Wednesday, May 29, 2024

Three Rivers Hospital board addresses strategy options as vote approaches

Healthcare

Posted

BREWSTER – The Three Rivers Hospital Board of Directors is keeping several balls in the air while it juggles options in the face of an upcoming bond vote in November and strategies for how the outcome will affect services.

The ballot measure is asking voters to approve a $72 million, 30-year bond for a new facility to replace the existing 75-year-one.

At its regular monthly meeting on Sept. 27, the board discussed where the emphasis should be on future services and whether to make any specialist hiring decisions now or after the bond results are in.

Chief Executive Scott Graham gave his support to primary care.

“I think one of the things we want to do regardless is continue to grow our primary care,” Graham said. “We know that is the direction this is going; ultimately Medicare, Medicaid, the big insurance companies want to keep patients out of the hospital and are emphasizing being able to prevent in-patient stays by doing more robust primary care.”

Graham said the shift for TRH has been incremental in that direction from five or six years ago when the focus was more on specialty care but as they look toward the future the hospital needs to look for opportunities in primary care.

Graham explained that while the long-term goal for TRH is to provide more primary care, the short term is more problematic with the bond vote pending.

“Timing is everything and we may not have everything in the sequence that we would like,” Graham said. “We may end up with providers at our doorstep who are ready to engage even though we are not ready financially or space-wise.”

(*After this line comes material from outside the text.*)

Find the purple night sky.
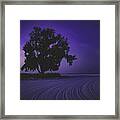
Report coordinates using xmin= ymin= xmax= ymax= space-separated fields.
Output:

If the bond measure passes, the hospital will be challenged with maintaining operations and treating patients while a two-phase renovation and building process is taking place in the same 50,000 square feet that the facility now occupies.

One Methow Valley citizen suggested relocating the hospital to Pateros to be closer to access from the upper valley. Pruett said he discussed the near impossibility of putting Three Rivers in a more central location to the state’s largest hospital district.

“A concern we will always have for people in the upper Methow is that ‘golden hour,’, that window,” said Pruett referring to the trauma term often used for the first critical 60 minutes to get definitive treatment for an injured or sick person.

Graham summed up a major decision about resource allocation options ahead.

“In terms of primary care and specialty care it may be time to think about where we want to make some investments, or do we wait until we know about the new building?” asked Graham.

Board vice chair Cherri Thomas recommended waiting until the bond results are in.

Board chairman Mike Pruett concurred.

Pruett said more efficient transportation options to TRH are also being pursued.

“It’s still slow but we are talking with TranGo (Okanogan County transit) because if we can get a bus to come to Brewster from Twisp on one route it would be huge.”

Board secretary Leslie McNamara favors taking on available specialists now because regardless of the election outcome the hospital must survive and continue to grow.

“If we have someone on the line who would bring us more business, extend our primary care now, bring in more money to help keep us surviving, I'm open to looking at it now and not waiting until after the vote.”

Graham reminded the board that the interview and hiring process approved now for another specialist would probably not be completed until well after the vote.

This is just one of several decisions the board grapples with every month as it addresses the cost-benefit ratio a rural hospital must navigate to best serve its patients.